This is more a formulation question. I need help making a sales pitch (lol). I am working on an practical engineering problem where I encounter functions of the form:
$\cos(\phi + d_\phi)$, $ \tan(\phi+d_{\phi}) $ etc.
where $\phi$ is a deterministic variable taking values to the open interval $(-\pi/2, \pi/2)$ and $d_{\phi}$ is a zero mean random variable, possibly Gaussian, but not necessarily.
Under what assumptions, or how should I phrase/justify the following:
$E[\cos(\phi + d_{\phi})] \approx E[\cos(\phi)]$
$E[\tan(\phi + d_{\phi})] \approx E[\tan(\phi)]$
$E[\sec(\phi + d_{\phi})] \approx E[\sec(\phi)]$
where $E$ represents the expectation operator. I did plot the above using Matlab and qualitatively the above approximations look OK. I am looking for some form analytical justification. Please feel free to make any assumptions in your response. For example, I started with the most obvious and conservative assumption on the noise magnitude:
$|d_{\phi}|<c$ where $c$ is some small positive constant.

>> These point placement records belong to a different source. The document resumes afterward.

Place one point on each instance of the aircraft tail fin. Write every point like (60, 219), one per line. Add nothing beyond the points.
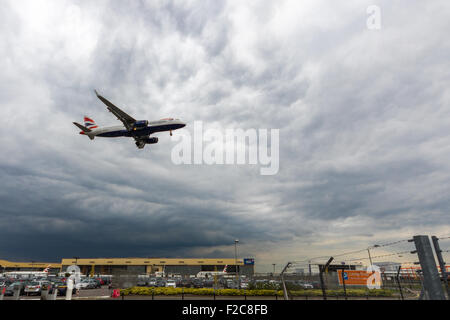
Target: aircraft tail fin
(85, 130)
(89, 123)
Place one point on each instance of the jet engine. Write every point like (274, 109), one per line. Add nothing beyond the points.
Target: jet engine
(140, 124)
(151, 140)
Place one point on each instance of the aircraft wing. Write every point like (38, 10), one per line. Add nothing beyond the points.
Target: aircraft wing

Any other suggestion? Much obliged.
Use trig identities such as $\cos (A +B) = \cos A \cos B-\sin A\sin B$
Then, as they are independent: $\mathsf E(\cos (A +B)) = \mathsf E(\cos A)\mathsf E(\cos B)-\mathsf E(\sin A)\mathsf E(\sin B)$
Thus if $B$ is zero mean and symmetrically distributed, you have $\mathsf E(\sin B)= 0$ (as Sine is an odd function).
You must also show that for your particular distribution $\mathsf E(\cos B) \approx 1$ (which is not generally true).